Exxon Mobil Corp. is cutting about 2,000 jobs globally, representing 3-4% of its workforce, as part of a long-term restructuring plan to consolidate smaller offices into regional hubs. The move is part of an efficiency drive in response to falling crude prices and aims to strengthen competitiveness for the future.
The job cuts will mainly affect Europe and Canada, with Chevron, ConocoPhillips, and BP also announcing thousands of job reductions in recent months. Exxon has been restructuring since 2019 to simplify its global footprint and improve competitiveness, with a focus on growth initiatives like oil in Guyana and LNG along the Gulf Coast.
Exxon plans to cut 1,200 positions in the European Union and Norway by the end of 2027, with half from layoffs. Imperial Oil Ltd., majority-owned by Exxon, will cut 900 positions to reduce operational expenses by $108 million annually. The company is moving towards regional hubs and closing smaller offices to streamline operations.

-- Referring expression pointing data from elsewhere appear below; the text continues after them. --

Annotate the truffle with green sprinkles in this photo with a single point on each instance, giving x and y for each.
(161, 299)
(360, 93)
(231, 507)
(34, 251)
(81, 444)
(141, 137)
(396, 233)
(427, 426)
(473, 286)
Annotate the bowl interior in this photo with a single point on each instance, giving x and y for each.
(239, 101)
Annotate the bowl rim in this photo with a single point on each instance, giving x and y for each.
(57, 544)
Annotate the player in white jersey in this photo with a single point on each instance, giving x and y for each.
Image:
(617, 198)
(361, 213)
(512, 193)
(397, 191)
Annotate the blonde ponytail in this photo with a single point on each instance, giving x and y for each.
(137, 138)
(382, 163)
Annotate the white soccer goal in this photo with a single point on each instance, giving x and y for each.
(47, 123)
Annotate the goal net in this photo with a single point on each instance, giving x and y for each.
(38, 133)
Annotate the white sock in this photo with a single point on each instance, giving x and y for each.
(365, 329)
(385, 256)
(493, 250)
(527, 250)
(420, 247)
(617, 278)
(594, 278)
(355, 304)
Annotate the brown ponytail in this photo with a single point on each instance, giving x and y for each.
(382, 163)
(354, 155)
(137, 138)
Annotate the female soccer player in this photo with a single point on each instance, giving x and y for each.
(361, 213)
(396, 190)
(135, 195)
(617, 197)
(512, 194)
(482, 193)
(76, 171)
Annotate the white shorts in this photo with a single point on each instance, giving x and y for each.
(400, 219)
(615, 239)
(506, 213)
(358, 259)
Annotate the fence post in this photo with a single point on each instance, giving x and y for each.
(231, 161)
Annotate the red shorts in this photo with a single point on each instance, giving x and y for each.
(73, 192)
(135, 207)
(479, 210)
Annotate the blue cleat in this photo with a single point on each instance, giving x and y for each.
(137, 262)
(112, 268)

Since 2019, Exxon has reduced costs by $13.5 billion through restructuring, with plans to increase this figure by 30% through the end of the decade. The company has shifted to three main divisions to eliminate bureaucracy and duplication of services, leading to better performance and sharing of best practices between business units.
Exxon’s workforce has decreased by nearly 20% since 2019, with 61,000 employees globally at the end of 2024. The company aims to continue cutting costs and improving efficiency to maintain a competitive edge in the oil industry.